Любитель полыни - Танидзаки Дзюнъитиро. Страница 25
Ни Юга, ни Севера».
Знаки постепенно уменьшались и в конце концов стали неразличимы. О-Хиса махала ему в ответ посохом. Когда Канамэ издали смотрел на неё, стоящую под зонтиком, разница в возрасте со стариком больше, чем в тридцать лет, была не столь уж и заметна — «нет ни Востока, ни Запада». Они казались благочестивыми супругами, отправляющимися в паломничество. Вскоре, негромко звеня колокольчиками, оба покинули пристань.
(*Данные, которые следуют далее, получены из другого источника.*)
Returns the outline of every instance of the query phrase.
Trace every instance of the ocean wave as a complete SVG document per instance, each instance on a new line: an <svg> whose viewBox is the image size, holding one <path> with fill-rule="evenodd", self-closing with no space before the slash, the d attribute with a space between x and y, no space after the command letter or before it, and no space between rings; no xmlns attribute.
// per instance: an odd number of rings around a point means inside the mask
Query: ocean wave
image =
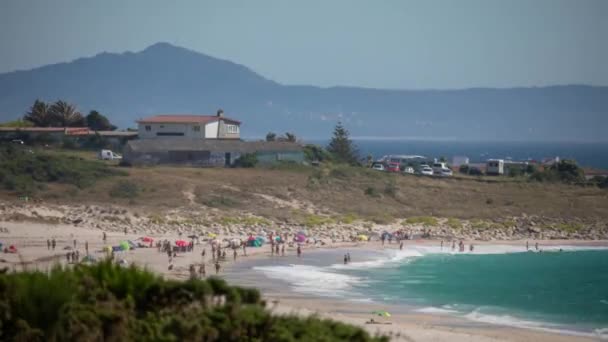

Провожая взглядом удаляющиеся фигуры, Канамэ вспомнил фразу из буддийского песнопения, которое вчера вечером эти двое паломников старательно разучивали под руководством хозяина гостиницы: «Издалека мы приходим в храм, где процветает надёжный Закон». Чтобы выучиться песнопениям и правильному чтению сутр, старик вчера, не досмотрев до конца «Гору мужа и жены», с сожалением покинул театр и с девяти часов почти до полуночи ревностно занимался пением. Канамэ, сидевший с ними в комнате, поневоле запомнил мотив. Ему вспоминались попеременно это песнопение и фигура О-Хиса сегодня утром: белые двойные перчатки до локтя, такие же гамаши — прислужник гостиницы у парадного входа завязывал ей тесёмки соломенных сандалий.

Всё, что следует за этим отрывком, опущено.